Your arguments based on science will put you on dangerous ground. In addition to some species engaging in homosexual sex, you'll find that many (if not most) mammal species engage in a sexual heirarchy of one male, many female wives, and many males that have lost the competition and are tthus removed from the sexual structure. This pattern has been seen in human family structures as well through history, and I very much doubt that's what you are promoting.
As for needing both sexes to raise a child, I concur that this is by far the most optimal environment. However, we've lost that for the most part. The rise of single parents in this country means that not having access to both genders in parents is becoming the norm. Adding same-sex parents to the mix will not change these numbers by much at all -- there just aren't enough homosexuals in the population to sway it by much. However, even if they could, I would suggest that a family environment with two same-sex parents would offer more nurturing support to a child than a single parent, who is inherantly providing access to only one gender. I suspect that the real concern with gay parents is a misplaced fear of sexual abuse by men (straight fathers abuse their children too) and a fear that this will just raise more homosexuals which many (you among them I presume) who see homosexuals as a threat to our society. Same-sex couples can employ various means to have children now. Allowing or forbidding them to marry will not change that any more than it has impacted straight men and women from having children outside of marriage.
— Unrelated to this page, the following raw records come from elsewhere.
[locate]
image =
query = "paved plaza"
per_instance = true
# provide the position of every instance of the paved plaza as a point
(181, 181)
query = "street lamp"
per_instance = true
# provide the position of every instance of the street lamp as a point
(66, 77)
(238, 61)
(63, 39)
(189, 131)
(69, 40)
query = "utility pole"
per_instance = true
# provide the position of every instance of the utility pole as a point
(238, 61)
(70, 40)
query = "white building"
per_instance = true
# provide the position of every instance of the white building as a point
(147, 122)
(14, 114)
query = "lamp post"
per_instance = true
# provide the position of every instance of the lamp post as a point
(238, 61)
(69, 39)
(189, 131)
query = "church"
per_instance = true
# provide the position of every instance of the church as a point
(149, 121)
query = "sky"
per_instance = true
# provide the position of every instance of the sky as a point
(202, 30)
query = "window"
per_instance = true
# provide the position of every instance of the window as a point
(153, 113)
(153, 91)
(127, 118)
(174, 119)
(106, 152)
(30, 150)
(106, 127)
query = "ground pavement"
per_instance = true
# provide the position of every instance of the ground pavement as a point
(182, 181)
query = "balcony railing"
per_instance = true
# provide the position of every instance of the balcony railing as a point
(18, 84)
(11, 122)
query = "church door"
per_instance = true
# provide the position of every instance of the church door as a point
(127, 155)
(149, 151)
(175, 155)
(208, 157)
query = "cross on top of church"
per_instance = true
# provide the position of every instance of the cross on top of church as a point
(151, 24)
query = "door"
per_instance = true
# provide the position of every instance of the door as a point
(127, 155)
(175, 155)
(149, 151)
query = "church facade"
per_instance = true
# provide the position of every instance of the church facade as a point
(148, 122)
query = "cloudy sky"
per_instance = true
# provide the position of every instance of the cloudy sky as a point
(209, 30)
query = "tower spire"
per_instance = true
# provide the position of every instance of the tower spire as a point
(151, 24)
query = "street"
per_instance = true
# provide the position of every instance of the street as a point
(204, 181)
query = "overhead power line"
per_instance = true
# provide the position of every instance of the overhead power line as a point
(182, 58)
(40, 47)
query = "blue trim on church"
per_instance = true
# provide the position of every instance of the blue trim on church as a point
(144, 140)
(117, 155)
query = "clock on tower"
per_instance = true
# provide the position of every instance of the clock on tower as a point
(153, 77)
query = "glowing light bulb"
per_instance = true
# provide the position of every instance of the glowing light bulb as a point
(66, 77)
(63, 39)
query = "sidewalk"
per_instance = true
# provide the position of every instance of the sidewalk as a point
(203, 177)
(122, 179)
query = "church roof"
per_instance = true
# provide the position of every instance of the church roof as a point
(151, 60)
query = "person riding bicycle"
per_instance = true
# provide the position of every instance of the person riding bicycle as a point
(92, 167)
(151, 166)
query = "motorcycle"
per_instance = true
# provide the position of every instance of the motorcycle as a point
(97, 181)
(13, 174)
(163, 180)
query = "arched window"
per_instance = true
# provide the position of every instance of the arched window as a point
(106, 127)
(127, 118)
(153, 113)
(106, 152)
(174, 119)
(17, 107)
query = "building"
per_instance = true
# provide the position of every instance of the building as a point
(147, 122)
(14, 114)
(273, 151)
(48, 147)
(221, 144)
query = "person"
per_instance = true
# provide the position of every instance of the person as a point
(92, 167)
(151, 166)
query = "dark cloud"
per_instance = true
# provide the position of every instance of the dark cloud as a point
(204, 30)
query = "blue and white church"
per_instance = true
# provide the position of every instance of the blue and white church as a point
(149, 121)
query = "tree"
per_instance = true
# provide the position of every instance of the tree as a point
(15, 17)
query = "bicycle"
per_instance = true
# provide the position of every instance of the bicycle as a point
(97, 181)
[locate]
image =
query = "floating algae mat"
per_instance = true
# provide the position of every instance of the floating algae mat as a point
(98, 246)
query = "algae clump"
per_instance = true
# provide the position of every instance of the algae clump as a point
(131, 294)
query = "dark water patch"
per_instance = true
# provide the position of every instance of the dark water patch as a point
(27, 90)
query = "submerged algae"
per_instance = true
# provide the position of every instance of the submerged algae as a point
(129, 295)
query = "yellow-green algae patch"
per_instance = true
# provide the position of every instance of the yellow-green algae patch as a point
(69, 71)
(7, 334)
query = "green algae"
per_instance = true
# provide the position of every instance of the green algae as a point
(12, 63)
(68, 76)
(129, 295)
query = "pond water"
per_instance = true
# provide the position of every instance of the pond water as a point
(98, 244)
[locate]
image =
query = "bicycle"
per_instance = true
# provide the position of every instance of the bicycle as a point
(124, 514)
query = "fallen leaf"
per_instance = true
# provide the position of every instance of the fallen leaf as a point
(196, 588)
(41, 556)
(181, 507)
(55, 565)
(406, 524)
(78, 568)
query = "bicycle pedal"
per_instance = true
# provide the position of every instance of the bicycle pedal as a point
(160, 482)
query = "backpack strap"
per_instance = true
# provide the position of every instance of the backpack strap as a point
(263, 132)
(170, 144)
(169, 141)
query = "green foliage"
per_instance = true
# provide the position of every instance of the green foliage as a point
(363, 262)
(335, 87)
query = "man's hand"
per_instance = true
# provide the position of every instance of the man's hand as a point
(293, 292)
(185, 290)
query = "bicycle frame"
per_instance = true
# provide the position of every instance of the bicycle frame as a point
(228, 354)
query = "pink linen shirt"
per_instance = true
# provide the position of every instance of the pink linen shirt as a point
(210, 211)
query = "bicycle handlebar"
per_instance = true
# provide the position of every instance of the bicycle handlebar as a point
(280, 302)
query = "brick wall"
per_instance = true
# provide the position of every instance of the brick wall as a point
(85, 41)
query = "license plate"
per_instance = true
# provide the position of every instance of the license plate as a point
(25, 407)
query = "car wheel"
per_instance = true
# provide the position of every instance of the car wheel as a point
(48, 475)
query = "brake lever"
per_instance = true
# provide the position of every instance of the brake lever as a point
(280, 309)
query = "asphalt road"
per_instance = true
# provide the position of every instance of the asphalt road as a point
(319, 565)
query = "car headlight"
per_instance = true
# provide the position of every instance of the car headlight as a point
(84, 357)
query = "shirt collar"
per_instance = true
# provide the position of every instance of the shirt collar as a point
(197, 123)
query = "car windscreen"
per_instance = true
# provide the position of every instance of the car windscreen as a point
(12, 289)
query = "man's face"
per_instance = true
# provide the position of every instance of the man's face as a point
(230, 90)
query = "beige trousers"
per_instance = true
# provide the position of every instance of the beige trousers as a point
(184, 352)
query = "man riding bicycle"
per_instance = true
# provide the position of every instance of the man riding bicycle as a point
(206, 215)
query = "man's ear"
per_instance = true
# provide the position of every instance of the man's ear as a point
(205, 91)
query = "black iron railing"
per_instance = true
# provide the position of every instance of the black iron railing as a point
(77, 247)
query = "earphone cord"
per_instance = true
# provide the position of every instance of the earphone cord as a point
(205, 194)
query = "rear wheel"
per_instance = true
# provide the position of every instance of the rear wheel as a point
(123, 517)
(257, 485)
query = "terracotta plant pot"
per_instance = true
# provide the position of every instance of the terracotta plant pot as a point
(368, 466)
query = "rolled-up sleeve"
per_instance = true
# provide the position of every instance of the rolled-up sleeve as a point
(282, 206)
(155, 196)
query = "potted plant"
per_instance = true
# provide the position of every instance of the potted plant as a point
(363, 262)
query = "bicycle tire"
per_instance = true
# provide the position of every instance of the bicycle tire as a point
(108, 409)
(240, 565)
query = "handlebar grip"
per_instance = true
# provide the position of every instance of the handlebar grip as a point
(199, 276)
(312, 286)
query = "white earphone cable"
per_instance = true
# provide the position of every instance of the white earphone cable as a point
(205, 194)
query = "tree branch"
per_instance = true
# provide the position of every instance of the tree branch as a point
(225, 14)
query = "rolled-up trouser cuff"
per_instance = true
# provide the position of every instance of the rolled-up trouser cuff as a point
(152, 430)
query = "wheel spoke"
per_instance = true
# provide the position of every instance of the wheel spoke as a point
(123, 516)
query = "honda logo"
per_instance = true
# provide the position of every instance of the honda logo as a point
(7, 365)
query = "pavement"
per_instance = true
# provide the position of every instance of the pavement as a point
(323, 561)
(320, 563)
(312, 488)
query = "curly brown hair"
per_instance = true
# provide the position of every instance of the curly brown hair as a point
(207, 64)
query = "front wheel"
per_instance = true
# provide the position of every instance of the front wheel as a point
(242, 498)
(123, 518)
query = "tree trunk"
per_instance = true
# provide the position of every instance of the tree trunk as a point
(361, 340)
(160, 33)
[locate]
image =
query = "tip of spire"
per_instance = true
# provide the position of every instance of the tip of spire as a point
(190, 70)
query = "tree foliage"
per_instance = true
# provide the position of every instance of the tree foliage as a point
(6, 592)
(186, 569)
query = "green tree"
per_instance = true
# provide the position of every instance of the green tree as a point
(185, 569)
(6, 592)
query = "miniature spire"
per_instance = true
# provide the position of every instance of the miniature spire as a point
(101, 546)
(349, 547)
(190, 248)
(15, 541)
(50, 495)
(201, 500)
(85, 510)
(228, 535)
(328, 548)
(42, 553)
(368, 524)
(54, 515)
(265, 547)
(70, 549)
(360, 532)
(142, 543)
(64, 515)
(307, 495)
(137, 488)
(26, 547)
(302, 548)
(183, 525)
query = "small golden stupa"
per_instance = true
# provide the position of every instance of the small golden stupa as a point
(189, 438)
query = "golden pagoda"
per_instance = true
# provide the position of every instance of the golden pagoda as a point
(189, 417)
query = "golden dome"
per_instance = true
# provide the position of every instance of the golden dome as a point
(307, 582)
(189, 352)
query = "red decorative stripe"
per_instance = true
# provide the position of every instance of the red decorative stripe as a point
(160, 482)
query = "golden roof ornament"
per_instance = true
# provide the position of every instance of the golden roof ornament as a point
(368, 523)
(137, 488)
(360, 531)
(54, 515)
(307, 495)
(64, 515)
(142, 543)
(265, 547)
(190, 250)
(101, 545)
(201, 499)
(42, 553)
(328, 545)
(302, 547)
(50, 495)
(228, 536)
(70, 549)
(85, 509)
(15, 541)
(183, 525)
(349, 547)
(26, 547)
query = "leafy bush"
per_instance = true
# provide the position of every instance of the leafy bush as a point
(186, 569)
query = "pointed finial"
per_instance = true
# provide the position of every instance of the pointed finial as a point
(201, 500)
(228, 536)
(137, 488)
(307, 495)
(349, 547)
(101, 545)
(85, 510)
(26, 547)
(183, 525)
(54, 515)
As to teaching children better about right and wrong, I totally agree. However, I don't see this as germane to the point of Proposition 2. I think I know how you want to make that point, but you have failed to do so. I suspect it runs along the lines that we must identify the sinners and publicly mark them as unacceptable, and penalize them with the laws of the state. If so, shall we also apply that to other sins as you see them? Should adulterers be marked with the letter A and be forbidden parenting rights? Should ungrateful children be denied medical care so that their years will not be long? Should those who do not keep the sabbath holy be stoned? Sin is a matter best judged and punished by God, not the state. Churches, at best, can teach us and guide us.
Besides, if it's so important that we spend more time teaching our children the difference between right and wrong (as well as reading and writing), shouldn't we spend a little less time on redundant amendments to the State Constitution? I seem to remember that while this managed to pass our legislature, a variety of school reforms did not.
Posted by: Dan at October 26, 2005 11:13 PM
BTW, I should say that I expect the proposition to pass by a modest margin. I could be surprised, but I do expect it to pass.
Aside from the courts, I suspect we're ten to twenty years away from a real populist victory on this matter. But I do firmly believe this is a generational issue, and its time will come.
(And when I'm sixty, I'll be railing against some crazy perversion those young hooligans are forcing on society.)